Mit seiner Feststellungsklage verfolgt der Kläger das Ziel, die wirksame Abberufung des Geschäftsführers durch den Gesellschafterbeschluss feststellen zu lassen. Die Stimmabgabe seines Onkels sei wegen Verstoßes gegen die gesellschaftsrechtliche Treuepflicht nichtig.
Das LG Bielefeld wies die Klage ab. Hiergegen wandte sich der Kläger mit der Berufung.
Das OLG wies die Berufung als unbegründet zurück. Das Gericht stellte zunächst klar, dass es nach der gesellschaftsrechtlichen Treuepflicht für alle Gesellschafter geboten sein kann, der Abberufung eines Geschäftsführers zuzustimmen. Das ist dann der Fall, wenn in der Person des Geschäftsführers wichtige Gründe vorliegen, die sein Verbleiben für die Gesellschaft unzumutbar machen.
Allerdings führte das Gericht aus, dass wichtige Gründe im gegebenen Fall nicht ersichtlich seien, denn eine – als wichtiger Grund ausreichende - vorsätzliche Falschaussage zu Gunsten des anderen Gesellschafters konnte nicht bewiesen werden.
Schließlich ließ das Gericht die vom Kläger vorgebrachte Behauptung der Zerrüttung des Vertrauensverhältnisses nicht ausreichen. Ein zerrüttetes Vertrauensverhältnis stelle nur dann einen wichtigen Grund zur Abberufung eines Geschäftsführers dar, wenn die Zerrüttung auf eine nicht unerhebliche Pflichtverletzung des Geschäftsführers zurückzuführen sei.

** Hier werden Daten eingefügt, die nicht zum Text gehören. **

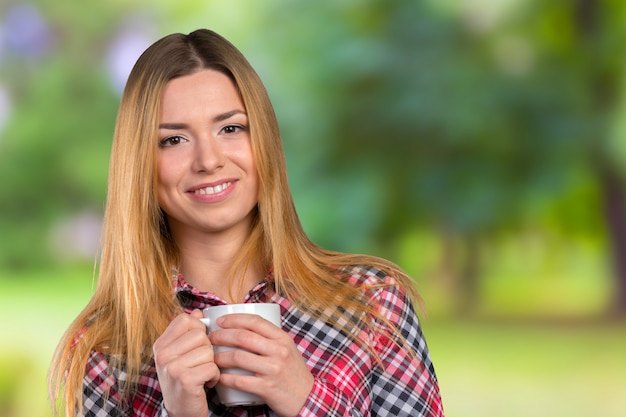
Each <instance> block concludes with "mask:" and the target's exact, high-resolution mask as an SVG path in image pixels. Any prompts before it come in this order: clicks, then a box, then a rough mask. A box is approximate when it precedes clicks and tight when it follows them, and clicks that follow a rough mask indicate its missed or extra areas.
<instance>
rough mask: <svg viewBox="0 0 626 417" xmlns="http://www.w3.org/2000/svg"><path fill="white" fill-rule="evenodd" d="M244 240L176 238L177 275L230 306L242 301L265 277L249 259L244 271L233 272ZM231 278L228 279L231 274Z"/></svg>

Das OLG Hamm stellt zu Recht hohe Anforderungen an die Zustimmungspflicht von Gesellschaftern zur Abberufung von Geschäftsführern. Zwar scheiterte die Klage hier an Beweisproblemen, denn eine vorsätzliche Falschaussage des betroffenen Geschäftsführers konnte nicht nachgewiesen werden. Aber auch die rechtlichen Hürden sind hoch. Für die Gesellschaft bedeutet die Abberufung eines Geschäftsführers einen oft schmerzhaften (manchmal aber auch heilsamen) Eingriff ins operative Geschäft. Dieser Eingriff ist daher nur gerechtfertigt, wenn der Geschäftsführer in seiner Position für die Gesellschaft – und nicht für die Gesellschafter – auf Grund seines Verhaltens nicht mehr zumutbar ist. Außerhalb des Geschäftsführers liegende Gründe (etwa Verstimmungen zwischen den Gesellschaftern, schlechte Konjunktur o.ä.) werden hierbei nicht berücksichtigt. Ist aber ein Geschäftsführer der Gesellschaft nicht mehr zumutbar, sind die übrigen Gesellschafter verpflichtet, einer Abberufung zuzustimmen. Stimmen sie nicht zu, ist der festgestellte Beschluss anfechtbar bzw. kann bei einem nicht festgestellten Beschluss - wie hier - Feststellungsklage erhoben werden.
Ob dieser Streit bei einer Verteilung der Geschäftsanteile im Verhältnis 49/51 vermeidbar gewesen wäre, weiß man nicht. Allerdings kommt es bei Beteiligungen im Verhältnis 50/50 häufig zu Patt-Situationen und Streitigkeiten, für die der Gesellschaftsvertrag möglichst klare Lösungsmechanismen vorsehen sollte. So lassen sich lange Streitigkeiten eher vermeiden und die negativen Folgen des Gesellschafterstreits für die Gesellschaft lassen sich verringern. Hierüber sollten sich Gesellschafter schon bei der Gründung Gedanken machen und nicht erst, wenn das Kind in den Brunnen gefallen ist.